White House Office of Urban Affairs

Agency overview
- Formed: February 19, 2009; 17 years ago
- Dissolved: January 20, 2017; 9 years ago (ceased operating)
- Website: obamawhitehouse.archives.gov/administration/eop/oua

= White House Office of Urban Affairs =

Part of the Executive Office of the President of the United States

The White House Office of Urban Affairs is an office within the White House Office, part of the Executive Office of the President of the United States.

==History==
The Office was established under Executive Order 13503, issued by President Barack Obama on February 19, 2009. It is headed by a director, who is assisted by a deputy director. The director was charged with reporting jointly to the Assistant to the President for Intergovernmental Affairs and Public Liaison and to the Assistant to the President for Domestic Policy. The first director was Adolfo Carrión Jr. On May 3, 2010, Carrión departed the post, and deputy director Derek Douglas became acting director, though Carrión was never formally replaced. Douglas departed the position at the end of 2011 and was also never formally replaced.

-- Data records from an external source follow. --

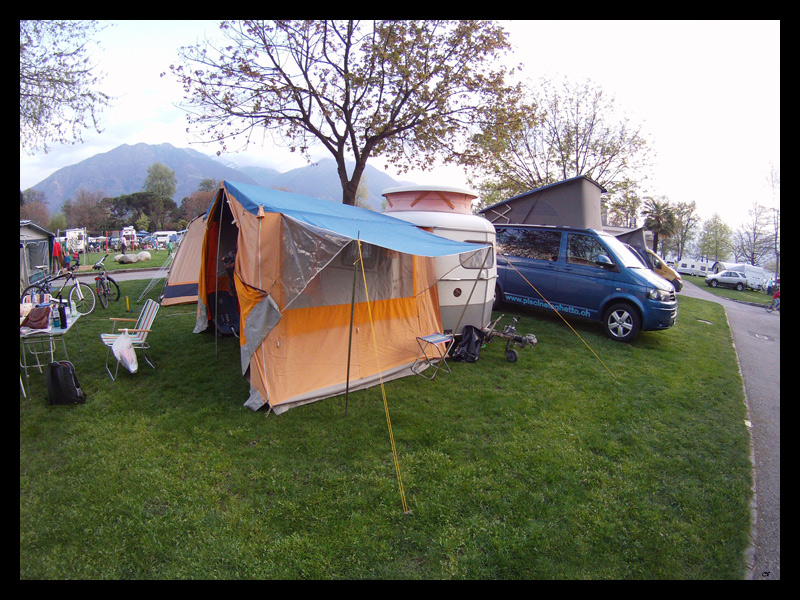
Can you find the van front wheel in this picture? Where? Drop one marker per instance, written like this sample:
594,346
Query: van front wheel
621,323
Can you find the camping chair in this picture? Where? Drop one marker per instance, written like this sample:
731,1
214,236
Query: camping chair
138,333
427,344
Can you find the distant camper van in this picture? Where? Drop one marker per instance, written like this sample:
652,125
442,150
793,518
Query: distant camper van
162,237
583,273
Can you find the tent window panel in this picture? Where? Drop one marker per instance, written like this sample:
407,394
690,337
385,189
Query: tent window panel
389,275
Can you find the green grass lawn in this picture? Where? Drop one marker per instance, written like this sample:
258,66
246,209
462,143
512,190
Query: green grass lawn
547,468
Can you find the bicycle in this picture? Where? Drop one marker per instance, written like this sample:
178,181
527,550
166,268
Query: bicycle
80,294
771,305
107,289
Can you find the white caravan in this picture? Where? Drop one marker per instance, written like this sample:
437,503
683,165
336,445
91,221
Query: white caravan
466,289
757,277
691,266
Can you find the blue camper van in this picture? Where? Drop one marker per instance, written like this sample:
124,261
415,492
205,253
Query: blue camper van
583,273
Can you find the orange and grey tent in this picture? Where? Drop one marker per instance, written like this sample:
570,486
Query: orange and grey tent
181,285
318,283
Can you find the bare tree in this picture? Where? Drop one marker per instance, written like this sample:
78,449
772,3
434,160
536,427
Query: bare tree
774,182
410,91
57,95
752,241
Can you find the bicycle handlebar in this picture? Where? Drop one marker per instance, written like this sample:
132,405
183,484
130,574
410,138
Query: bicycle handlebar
99,264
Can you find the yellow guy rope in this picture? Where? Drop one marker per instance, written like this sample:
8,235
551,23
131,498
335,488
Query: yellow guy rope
559,314
383,390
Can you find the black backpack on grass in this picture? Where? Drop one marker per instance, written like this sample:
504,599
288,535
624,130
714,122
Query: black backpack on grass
62,384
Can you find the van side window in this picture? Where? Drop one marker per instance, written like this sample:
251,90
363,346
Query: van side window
583,250
529,243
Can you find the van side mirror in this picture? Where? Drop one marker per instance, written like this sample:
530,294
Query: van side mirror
604,262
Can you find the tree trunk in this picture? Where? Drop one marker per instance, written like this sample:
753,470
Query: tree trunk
350,186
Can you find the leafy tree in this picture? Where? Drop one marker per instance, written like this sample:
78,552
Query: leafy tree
715,240
410,91
58,222
568,130
57,95
686,221
196,203
659,218
623,206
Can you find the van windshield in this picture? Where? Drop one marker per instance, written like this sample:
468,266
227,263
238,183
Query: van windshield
625,256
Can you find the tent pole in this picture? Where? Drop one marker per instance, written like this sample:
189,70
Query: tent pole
216,280
350,340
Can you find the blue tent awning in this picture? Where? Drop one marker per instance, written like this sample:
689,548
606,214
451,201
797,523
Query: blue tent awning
347,221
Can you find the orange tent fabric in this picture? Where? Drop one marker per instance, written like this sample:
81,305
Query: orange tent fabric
294,283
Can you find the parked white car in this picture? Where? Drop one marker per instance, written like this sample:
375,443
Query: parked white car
732,279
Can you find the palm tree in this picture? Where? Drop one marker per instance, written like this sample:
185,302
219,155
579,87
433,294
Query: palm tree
659,218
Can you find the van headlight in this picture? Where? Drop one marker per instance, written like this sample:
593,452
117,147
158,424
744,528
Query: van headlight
660,295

The Office lacked regulatory authority or observable influence, and has not been used since the 2017 inauguration of Donald Trump.

==Mission==
The purpose of the office is to provide leadership for and coordinate the development of the policy agenda for urban America across executive departments and agencies and with this also to coordinate all aspects of urban policy with all executive departments and agencies to ensure that any policy developed has been examined for its impact on urban affairs. The office also works to ensure that federal government dollars targeted to urban areas are effectively spent on the highest-impact programs; and to engage in outreach and work closely with state and local officials, with nonprofit organizations, and with the private sector, both in seeking input regarding the development of a comprehensive urban policy and in ensuring that the implementation of federal programs advances the objectives of that policy.